Él estaba a su lado, inclinado y con la frente arrugada.
– ¿El Swan?
– Es posible, no conozco demasiado bien esta zona.
Maureen quería salir de allí. Lo sentía mucho por Parlain pero no sabía de qué era capaz. Él se acercó todavía más y ella notaba su respiración en la frente.
– ¿Un bar grande, con una barra muy larga y un camarero calvo? ¿Habla como un maricón?

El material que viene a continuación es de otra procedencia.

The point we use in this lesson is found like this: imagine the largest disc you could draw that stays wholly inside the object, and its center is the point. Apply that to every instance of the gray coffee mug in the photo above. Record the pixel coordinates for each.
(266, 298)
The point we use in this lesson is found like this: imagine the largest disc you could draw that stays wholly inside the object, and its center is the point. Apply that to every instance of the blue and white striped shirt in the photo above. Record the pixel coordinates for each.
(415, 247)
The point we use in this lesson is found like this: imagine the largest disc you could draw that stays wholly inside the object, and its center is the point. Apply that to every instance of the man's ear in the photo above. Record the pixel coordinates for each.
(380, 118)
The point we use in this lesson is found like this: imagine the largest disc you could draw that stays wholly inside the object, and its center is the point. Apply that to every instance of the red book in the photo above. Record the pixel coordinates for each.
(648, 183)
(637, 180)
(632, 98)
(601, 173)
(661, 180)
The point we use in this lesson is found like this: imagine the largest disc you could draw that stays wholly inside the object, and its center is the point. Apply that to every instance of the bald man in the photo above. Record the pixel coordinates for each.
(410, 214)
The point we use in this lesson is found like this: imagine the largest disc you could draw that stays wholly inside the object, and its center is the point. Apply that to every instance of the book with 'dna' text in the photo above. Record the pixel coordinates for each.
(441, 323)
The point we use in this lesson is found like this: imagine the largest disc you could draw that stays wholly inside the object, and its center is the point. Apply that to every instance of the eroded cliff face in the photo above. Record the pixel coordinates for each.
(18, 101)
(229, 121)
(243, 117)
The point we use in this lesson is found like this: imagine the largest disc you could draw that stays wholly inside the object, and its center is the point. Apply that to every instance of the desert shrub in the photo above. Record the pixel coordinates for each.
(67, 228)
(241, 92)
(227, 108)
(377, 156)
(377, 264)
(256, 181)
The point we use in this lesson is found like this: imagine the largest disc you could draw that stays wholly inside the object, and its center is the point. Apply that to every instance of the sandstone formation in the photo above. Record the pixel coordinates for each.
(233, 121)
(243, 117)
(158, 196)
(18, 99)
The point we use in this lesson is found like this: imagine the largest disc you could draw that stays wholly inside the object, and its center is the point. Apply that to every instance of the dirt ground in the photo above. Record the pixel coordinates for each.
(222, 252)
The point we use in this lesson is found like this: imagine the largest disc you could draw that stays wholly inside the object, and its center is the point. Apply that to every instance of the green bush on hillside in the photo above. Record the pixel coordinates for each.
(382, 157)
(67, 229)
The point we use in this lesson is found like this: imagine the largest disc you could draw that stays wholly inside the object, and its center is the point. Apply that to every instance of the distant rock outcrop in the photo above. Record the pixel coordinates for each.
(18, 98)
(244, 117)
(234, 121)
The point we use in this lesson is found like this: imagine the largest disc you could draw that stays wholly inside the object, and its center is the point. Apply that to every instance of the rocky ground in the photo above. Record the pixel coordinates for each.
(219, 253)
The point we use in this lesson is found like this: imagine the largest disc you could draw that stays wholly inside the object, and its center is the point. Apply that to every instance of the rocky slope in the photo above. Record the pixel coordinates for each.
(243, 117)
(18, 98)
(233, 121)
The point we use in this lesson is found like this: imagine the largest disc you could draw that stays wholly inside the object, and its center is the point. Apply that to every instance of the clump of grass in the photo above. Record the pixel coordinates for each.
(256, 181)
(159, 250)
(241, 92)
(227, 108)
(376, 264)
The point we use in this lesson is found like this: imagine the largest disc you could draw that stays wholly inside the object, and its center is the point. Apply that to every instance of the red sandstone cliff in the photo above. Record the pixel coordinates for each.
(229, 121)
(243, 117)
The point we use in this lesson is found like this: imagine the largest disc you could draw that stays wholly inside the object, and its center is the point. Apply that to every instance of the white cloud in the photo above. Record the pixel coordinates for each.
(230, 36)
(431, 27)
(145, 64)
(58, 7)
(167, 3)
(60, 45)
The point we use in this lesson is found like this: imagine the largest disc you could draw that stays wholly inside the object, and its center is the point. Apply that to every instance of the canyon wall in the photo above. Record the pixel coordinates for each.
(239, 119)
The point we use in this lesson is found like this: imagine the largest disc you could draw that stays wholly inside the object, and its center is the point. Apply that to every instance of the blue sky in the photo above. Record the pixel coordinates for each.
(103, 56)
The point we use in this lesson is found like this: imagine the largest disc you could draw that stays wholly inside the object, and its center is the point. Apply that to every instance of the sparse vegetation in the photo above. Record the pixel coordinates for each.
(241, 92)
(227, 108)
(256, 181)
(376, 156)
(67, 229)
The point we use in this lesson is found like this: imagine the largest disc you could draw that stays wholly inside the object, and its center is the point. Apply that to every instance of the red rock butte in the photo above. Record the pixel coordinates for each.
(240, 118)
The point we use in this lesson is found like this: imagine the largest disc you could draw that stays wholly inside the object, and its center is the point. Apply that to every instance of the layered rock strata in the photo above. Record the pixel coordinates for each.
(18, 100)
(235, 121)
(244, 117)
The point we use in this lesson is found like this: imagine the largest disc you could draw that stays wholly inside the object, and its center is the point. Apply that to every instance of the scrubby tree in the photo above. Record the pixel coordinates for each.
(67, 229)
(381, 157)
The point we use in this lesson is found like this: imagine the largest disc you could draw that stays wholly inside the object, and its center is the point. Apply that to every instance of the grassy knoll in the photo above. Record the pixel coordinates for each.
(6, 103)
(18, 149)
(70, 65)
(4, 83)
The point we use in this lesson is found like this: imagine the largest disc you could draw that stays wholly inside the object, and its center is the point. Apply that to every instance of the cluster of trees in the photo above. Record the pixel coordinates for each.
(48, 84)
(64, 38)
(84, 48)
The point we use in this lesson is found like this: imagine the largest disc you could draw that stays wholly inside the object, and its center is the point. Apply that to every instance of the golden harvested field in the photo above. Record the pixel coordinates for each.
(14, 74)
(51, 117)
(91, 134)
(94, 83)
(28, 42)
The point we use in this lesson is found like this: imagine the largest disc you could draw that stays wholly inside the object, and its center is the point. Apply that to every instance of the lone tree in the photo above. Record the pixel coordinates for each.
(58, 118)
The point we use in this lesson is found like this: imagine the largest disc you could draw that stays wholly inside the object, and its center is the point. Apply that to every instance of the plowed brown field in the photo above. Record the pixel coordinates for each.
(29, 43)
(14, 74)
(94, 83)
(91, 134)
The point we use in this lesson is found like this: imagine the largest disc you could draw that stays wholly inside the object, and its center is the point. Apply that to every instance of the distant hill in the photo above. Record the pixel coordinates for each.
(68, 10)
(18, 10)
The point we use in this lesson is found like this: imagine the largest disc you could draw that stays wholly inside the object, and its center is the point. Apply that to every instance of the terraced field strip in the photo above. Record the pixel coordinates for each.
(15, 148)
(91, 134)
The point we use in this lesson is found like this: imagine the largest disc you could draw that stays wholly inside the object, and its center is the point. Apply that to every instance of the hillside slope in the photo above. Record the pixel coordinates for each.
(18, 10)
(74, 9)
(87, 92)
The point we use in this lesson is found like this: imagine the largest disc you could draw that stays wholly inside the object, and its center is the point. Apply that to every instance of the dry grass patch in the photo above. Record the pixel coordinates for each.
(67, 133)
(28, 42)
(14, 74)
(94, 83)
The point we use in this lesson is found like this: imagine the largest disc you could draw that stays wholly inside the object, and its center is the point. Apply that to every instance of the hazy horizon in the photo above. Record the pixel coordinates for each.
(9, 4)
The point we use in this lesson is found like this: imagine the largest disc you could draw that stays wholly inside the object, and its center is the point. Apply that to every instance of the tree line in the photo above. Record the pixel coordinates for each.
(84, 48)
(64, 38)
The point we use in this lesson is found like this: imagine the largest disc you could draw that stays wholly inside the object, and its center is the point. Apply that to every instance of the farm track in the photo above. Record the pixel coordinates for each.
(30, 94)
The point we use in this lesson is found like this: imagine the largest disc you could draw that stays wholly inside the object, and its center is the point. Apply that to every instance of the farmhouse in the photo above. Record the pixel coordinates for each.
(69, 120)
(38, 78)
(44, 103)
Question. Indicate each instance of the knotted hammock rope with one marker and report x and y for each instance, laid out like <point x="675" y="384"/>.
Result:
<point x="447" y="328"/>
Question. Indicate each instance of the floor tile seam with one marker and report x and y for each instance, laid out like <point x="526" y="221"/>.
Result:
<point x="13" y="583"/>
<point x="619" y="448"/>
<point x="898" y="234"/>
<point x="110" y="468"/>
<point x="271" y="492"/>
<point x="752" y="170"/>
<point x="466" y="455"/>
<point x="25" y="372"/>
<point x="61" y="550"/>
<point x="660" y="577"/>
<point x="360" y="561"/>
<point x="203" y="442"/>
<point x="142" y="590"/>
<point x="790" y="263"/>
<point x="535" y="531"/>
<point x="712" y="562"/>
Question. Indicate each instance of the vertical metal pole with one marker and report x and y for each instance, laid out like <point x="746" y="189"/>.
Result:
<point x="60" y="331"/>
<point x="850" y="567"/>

– Creo que sí -dijo ella, con muchas ganas de largarse-. Exacto, en ese.
– ¿Cómo era el hombre?
– ¿Qué hombre?
– ¿El que se quedó con la foto?
– Bajo, con acento inglés y llevaba un abrigo negro…
– ¿Gordo?
– Sí, estaba bastante gordo.
– Ya -dijo él, con los brazos colgando y los dedos retorcidos como gusanos. Volvió hasta la ventana y miró el paisaje-. ¿Y estaba allí cuando te fuiste?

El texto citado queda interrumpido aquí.